We have moved again – this time, I hope it lasts longer than our experiences this past year!! The farm is beautiful, the house so big we get lost in it, the vistas breathtaking. My soul seeming to find peace, my hands finding work again.
My sister and I have started sewing some pretty garments again, and I’ll soon post them for sale on our new post “Pretty Pieces”. We are going to feed the singles working around here some home-made meals and bakes, and make pap, wors and sous for the work-force. (Pap is a traditional maize meal staple food, and depending on whether you live in the south or the north, you vary the consistency – the south loves it more slushy, and the north loves it lumpy and stiff. Wors is traditional sausage, and sous of course is sauce – see further explanations below).
Our yard is huge, the stars incredibly bright at night, and the thunderstorms severe!!! For those who know me, this means I live in the linen cupboard or passage next to it, during a storm.
We got ourselves a delightful young domestic worker with the cutest face and posture, a brilliant smile, and a lovely personality. This in order for us two dames to apply ourselves to bringing in our share of income into the household as well. So we left for town this morning, to purchase some beads and buttons to finish off our budding high fashion items business, leaving her to get on with cleaning the carpets and floors after the umpteenth influx of moths last night left the surfaces covered with insects.
Tired from running around small shops, Marietha and I came and flopped on the couch for a bit of feet-up, before tackling the next job. Next minute my otherwise African domestic worker came running through from Marietha’s room, almost snow-white with fright – she had encountered a curled up snake behind the set of drawers!! Scared stiff and unsure about what to do, I phoned my beloved and son, and then went and positioned myself on a chair in the passage, keeping a beady eye on said snake.

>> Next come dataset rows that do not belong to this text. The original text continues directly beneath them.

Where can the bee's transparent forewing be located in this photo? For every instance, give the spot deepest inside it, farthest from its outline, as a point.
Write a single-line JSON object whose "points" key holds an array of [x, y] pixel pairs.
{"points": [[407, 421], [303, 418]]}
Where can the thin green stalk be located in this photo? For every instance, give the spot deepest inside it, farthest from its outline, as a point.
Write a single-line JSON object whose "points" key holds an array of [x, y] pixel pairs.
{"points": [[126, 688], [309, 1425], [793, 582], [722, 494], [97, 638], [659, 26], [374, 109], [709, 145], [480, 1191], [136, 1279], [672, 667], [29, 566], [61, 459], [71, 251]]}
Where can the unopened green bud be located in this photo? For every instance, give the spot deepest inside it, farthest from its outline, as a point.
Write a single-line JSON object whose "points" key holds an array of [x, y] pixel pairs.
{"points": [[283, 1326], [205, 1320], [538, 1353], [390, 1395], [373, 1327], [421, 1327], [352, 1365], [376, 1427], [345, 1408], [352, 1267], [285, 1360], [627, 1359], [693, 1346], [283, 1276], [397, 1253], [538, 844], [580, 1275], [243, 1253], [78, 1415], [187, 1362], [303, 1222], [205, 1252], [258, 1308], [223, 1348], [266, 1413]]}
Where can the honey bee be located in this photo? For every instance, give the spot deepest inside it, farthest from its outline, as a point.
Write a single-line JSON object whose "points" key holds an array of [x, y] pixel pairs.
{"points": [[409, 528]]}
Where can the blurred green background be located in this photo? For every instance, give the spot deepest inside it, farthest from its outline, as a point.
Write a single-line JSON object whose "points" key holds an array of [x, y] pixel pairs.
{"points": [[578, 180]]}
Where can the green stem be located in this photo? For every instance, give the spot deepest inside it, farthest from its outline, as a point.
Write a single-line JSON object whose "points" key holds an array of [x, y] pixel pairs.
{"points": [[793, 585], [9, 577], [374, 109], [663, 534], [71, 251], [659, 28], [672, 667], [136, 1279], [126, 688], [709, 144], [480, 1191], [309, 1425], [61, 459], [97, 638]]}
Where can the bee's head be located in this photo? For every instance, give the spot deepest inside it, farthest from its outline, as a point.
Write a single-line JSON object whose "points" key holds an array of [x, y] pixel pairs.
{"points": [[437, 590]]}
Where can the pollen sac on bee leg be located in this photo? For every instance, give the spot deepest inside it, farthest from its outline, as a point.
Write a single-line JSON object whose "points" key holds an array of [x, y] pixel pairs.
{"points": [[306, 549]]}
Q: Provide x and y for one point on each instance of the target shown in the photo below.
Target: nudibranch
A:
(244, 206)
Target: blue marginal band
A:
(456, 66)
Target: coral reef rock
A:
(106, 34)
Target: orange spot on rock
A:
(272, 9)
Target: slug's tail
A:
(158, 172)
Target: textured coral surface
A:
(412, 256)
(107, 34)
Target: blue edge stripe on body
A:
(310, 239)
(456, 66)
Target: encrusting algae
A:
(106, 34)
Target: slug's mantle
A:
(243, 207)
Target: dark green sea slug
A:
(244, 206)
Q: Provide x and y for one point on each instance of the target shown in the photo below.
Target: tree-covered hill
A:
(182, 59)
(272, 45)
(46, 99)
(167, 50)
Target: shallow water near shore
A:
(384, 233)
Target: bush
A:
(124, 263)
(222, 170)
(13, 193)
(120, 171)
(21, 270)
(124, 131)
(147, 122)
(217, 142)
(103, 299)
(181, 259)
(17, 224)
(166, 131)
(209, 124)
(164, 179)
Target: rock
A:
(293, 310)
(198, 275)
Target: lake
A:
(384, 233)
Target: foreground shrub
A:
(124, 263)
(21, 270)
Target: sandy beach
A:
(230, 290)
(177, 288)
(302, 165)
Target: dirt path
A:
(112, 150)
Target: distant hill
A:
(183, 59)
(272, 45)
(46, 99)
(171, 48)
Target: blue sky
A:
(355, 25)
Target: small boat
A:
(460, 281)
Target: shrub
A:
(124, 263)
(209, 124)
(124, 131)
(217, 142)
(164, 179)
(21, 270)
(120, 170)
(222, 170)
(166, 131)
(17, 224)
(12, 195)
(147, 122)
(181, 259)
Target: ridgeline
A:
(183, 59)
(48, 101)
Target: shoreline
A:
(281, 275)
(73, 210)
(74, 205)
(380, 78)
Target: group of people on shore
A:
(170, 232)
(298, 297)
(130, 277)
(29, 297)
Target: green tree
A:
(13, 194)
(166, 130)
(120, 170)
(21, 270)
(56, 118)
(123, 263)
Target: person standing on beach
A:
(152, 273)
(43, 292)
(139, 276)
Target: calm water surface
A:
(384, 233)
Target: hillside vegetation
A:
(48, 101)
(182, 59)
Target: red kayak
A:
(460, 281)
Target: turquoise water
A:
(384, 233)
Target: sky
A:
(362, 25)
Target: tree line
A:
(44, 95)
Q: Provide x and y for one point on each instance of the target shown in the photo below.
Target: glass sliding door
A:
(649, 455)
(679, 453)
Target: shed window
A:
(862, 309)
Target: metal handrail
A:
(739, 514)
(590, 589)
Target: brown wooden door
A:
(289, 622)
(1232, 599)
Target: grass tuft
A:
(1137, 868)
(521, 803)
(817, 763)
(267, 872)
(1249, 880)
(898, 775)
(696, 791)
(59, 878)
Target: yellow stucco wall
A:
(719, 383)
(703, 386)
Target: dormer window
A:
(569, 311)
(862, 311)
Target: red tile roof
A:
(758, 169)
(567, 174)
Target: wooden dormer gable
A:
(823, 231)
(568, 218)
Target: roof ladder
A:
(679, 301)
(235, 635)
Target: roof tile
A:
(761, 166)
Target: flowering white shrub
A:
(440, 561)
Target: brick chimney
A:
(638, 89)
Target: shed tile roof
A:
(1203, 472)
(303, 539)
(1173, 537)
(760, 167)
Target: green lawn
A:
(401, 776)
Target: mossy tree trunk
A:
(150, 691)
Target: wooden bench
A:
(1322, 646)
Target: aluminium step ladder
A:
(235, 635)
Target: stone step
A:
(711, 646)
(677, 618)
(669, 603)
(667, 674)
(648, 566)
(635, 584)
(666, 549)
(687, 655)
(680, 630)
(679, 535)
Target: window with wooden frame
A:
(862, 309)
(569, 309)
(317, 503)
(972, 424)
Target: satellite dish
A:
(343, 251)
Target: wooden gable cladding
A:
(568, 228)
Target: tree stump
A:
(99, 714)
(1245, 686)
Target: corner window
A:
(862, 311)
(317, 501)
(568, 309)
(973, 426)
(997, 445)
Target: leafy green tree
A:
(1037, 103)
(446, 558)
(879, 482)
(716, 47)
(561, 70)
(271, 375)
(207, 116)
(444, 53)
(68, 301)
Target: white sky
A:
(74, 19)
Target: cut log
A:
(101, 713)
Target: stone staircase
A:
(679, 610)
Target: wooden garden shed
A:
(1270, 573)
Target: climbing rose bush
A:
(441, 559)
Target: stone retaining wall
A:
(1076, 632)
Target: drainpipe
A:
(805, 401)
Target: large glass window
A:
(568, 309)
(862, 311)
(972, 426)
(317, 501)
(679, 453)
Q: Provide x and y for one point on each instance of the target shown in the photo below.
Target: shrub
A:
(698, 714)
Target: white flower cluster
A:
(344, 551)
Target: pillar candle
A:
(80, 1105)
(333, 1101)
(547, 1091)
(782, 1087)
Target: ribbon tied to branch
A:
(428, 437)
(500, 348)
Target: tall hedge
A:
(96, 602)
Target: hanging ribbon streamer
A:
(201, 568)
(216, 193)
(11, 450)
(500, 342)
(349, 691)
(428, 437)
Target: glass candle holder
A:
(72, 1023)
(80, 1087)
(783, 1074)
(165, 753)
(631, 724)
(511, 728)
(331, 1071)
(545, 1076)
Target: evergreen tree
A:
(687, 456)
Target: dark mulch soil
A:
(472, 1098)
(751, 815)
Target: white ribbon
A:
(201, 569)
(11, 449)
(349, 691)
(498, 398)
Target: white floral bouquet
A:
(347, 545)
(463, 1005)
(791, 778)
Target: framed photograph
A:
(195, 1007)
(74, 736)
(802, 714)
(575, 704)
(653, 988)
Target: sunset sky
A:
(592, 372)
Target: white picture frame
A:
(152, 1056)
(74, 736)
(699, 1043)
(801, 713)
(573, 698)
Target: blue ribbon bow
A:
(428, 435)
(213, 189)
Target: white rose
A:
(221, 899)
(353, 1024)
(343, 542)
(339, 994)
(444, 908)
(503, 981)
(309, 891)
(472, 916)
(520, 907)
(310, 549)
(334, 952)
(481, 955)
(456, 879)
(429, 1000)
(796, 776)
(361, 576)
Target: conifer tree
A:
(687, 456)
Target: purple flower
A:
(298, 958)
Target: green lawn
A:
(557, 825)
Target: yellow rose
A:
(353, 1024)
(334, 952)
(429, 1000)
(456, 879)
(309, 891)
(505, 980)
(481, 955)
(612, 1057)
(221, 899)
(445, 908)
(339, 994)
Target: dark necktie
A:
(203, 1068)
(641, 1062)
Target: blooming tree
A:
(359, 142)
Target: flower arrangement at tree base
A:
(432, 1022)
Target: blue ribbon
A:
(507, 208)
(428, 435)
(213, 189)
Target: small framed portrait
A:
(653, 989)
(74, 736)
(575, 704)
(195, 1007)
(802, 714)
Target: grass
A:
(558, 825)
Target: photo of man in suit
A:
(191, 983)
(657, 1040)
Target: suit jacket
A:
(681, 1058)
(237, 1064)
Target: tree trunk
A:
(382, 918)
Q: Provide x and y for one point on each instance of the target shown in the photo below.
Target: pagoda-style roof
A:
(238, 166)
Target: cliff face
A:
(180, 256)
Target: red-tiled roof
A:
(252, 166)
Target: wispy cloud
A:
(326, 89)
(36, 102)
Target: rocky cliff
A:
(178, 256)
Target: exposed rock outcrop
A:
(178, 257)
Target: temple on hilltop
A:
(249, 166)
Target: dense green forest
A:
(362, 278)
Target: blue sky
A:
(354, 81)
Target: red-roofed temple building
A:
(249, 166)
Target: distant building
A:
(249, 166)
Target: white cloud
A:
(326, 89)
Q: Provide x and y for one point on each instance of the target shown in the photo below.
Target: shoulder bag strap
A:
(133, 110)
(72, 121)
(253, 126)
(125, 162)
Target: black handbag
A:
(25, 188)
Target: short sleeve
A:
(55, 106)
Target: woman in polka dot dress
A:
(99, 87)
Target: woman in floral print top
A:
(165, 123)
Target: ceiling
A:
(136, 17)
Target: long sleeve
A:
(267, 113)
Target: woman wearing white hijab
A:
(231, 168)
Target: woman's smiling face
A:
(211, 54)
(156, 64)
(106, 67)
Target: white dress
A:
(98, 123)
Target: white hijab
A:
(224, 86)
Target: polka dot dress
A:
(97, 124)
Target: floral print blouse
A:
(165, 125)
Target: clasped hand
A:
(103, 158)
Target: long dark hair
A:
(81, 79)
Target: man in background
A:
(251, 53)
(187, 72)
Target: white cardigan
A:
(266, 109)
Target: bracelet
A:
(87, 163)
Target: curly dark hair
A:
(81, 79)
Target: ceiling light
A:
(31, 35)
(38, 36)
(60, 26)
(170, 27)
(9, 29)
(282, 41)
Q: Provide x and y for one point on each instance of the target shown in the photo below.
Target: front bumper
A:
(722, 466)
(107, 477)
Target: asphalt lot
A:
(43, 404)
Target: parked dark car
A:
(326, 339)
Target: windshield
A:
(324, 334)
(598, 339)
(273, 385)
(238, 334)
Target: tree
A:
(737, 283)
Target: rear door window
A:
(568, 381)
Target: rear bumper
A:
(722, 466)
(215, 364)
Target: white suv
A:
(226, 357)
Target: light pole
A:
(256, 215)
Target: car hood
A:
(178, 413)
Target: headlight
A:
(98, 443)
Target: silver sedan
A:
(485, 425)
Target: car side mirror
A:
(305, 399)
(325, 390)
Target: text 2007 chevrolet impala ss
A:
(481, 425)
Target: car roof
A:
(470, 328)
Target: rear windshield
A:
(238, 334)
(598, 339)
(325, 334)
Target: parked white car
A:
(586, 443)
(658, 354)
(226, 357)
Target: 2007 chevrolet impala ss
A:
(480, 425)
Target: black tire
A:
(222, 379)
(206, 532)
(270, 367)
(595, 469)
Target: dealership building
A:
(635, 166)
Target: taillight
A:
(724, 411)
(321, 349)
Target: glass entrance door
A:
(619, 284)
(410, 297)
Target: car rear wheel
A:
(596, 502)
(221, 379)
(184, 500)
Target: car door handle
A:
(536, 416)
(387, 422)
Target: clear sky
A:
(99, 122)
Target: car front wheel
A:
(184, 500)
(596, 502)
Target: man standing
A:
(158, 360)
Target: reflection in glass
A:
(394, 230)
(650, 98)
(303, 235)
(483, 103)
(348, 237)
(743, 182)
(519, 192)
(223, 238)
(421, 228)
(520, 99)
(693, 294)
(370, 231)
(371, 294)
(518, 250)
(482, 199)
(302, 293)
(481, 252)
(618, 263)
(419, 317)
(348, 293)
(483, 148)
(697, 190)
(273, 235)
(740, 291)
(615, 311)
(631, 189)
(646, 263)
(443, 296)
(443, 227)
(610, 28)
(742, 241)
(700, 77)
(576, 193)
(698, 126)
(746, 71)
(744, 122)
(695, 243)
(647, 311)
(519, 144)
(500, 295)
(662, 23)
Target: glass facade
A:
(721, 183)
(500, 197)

Sakkie arrived soon enough, and heroically got rid of the perpetrator, who must have sailed in during the course of yesterday when Marietha left her sliding door wide open. It turned out to be an “Umfezi”, or brown spitting cobra in Zulu!! And she spent the night with him in her room!!
Needless to say, no cajoling could get dear Yvonne, our domestic, back to work after that, and I had to look in every nook and cranny in the room, in case it came looking for a new love nest with its partner!
More details from Wikipedia on “pap”:
Pap (pron.: /ˈpɑːp/), also known as mieliepap in South Africa, is a traditional porridge / polenta made from mielie-meal (groundmaize) and a staple food of the Bantu inhabitants of South Africa (the Afrikaans word pap is taken from Dutch and simply means “porridge“). Many traditional South African dishes include pap, such as smooth maize meal porridge (also called slap pap), pap with a very thick consistency that can be held in the hand (stywe pap) and a more dry crumbly phutu pap.
Afrikaners in the northern parts of the country eat it as a breakfast staple, with milk and sugar, but also serve it with meat andtomato-stew (usually tomato and onion) at other meals, When they are having a braai, stywe pap or phutu pap with a savoury sauce like tomato and onion or mushroom and cheese is an important part of the meal.
In the Cape-provinces it is almost exclusively seen as a breakfast food. Since mielie-meal is inexpensive, poor people combine it with vegetables. It can be served hot or, after it has cooled, it can be fried. Phutu porridge is sometimes enjoyed with chakalaka as a side dish with braais.
Pap is also called ugali in eastern and some parts of southern Africa; sadza/isitshwala in Zimbabwe; nsima in Zambia and Malawi; phaletshe in Botswana and banku in West Africa. Another South African name for it is mieliepap, from the Afrikaans words “Mielie”, meaning “Corn”, and “Pap” (“porridge”).
In Nigeria, it is called akamu amongst the Igbo and ogi amongst the Yorubas with a consistency similar to American pudding. Ogi/Akamu in Nigeria is generally accompanied with “moin moin” a bean pudding or “akara” which is a bean cake. A similar dish is polenta, from northern Italy. In the United States a similar dish is known as grits. The primary difference between the US and the South African dishes is that in the US the maize (or corn) used is a yellow kernel maize, whereas in South Africa maize is especially grown for human consumption with white kernels, allowing the whole kernel to be used for the maize meal.